Daniel Agdag is an artist and filmmaker based in Melbourne, Australia, whose practise sits at the nexus of sculpture and motionography. He creates highly detailed sculptural pieces that have been described as architectural in form, whimsical and antiquated in nature and inconceivably intricate.
Agdag principally uses boxboard (a heat-treated archival paper), glue and a scalpel and deliberately keeps his process very simple but the outcome is extremely complex. He is drawn to the utilitarian origins and monochromatic nature of his chosen materials and creates structures which resemble architectural forms and machines. For Agdag, the tonal quality of the boxboard emulates building materials, reminiscent of stone, steel and timber. Furthermore, the boxboard is 100% recycled and a material enjoyed and appreciated by the artist due to the many lives it has had before existing in the forms he creates. His works represent a paradox of fragility and strength using a medium that is essentially paper. He is an accomplished filmmaker, and these models can come to life through the medium of stop motion animation.
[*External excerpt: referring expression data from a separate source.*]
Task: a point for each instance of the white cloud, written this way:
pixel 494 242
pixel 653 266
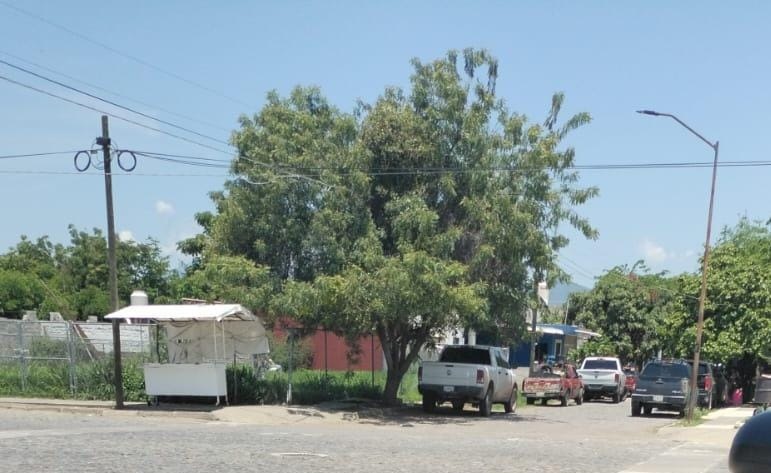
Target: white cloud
pixel 164 208
pixel 126 235
pixel 654 252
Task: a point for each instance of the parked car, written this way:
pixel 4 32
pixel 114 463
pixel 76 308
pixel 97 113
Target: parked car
pixel 664 385
pixel 561 382
pixel 712 385
pixel 631 381
pixel 721 383
pixel 477 374
pixel 602 376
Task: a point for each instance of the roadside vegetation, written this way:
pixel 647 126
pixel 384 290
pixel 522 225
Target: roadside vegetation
pixel 434 207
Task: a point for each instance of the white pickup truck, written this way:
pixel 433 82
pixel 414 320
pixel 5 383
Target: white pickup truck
pixel 602 376
pixel 477 374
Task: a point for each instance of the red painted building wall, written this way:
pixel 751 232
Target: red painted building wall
pixel 330 352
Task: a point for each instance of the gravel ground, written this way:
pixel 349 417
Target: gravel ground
pixel 594 437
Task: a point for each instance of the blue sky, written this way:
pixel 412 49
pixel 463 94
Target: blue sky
pixel 704 61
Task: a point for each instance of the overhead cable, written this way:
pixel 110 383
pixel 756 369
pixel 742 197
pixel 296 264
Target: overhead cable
pixel 114 104
pixel 116 94
pixel 126 55
pixel 118 117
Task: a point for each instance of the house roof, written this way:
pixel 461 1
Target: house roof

Agdag describes his work as ‘expressions of symbolic self-analysis reconstructed in three-dimensional form’ – mechanical manifestations of his thoughts, ideas and ancestral stories. He takes inspiration from the overlooked, concealed mechanisms and systems that enable the industrialised world to function, and often explores the playful, fantastical realms of invention and imagination.
Whilst his work is predominantly realised in cardboard, he has made work in steel, wood and glass as part of translating his elaborate ideas into large scale public art sculptures. His stop motion film ‘The Lost Property Office’ was shortlisted for an Academy Award in 2018 and won Jury Prize for Best Animated Short at Newport Beach Film Festival in 2019.
Agdag has had solo shows in Melbourne, New York and London and has been presented at international art fairs across the world. His work is held in private collections in the United States, Japan, Hong Kong, Australia and Europe.